3. Przez siateczkowe boki niewiele widać i nie można włożyć łapy do środka żeby posmyrać malucha-trzeba górą.
4 Jak mała zacznie uczyć się wstawać to nie będzie się miała czego chwycić...

A z plusów to: piękne kolorki, brak szczebelków = brak obrażeń :), no i można spakować do torby i pojechać gdziekolwiek z własnym łożem.

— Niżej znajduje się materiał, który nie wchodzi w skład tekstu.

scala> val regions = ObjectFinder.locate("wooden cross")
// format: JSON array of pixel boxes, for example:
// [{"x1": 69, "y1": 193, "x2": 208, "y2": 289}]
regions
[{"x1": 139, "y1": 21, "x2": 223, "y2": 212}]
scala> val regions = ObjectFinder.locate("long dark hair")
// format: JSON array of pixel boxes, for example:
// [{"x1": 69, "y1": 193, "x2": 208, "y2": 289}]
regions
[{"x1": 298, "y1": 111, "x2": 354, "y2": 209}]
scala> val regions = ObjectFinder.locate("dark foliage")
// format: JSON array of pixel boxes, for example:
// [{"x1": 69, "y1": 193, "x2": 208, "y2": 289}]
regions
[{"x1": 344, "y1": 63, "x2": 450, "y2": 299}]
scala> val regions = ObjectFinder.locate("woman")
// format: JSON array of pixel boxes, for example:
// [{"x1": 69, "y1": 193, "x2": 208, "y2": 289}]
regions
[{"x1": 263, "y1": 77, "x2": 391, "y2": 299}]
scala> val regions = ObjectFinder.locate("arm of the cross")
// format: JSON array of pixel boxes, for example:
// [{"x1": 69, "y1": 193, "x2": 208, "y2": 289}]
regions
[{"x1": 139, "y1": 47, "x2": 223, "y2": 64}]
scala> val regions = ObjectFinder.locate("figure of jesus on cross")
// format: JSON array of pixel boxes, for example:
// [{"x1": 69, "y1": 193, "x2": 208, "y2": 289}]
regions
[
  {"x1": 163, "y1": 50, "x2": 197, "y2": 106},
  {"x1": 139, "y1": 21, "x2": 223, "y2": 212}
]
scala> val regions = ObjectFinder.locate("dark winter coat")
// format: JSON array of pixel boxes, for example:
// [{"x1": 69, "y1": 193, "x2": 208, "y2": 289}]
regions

Skoro tych wątpliwości tyle to może lepiej jednak drewniane...? Co radzicie?
 
reklama
Ja się zdecydowłam na turystyczne z tego względu że dzieci znajomych które spały w łóżeczkach ze szczebelkami spały tylko do roku następnie z mamą albo zmieniali łóżeczka a ci co mieli turystyczne dzieci w nich spały do ok 3 lat.Ja myślę że bez problemu coś takiego się doczyści wilgotną szmatką.Materac kupuję gryczano-kokosowy.Chociaz wizualnie bardziej podobają mi się ze szczebelkami.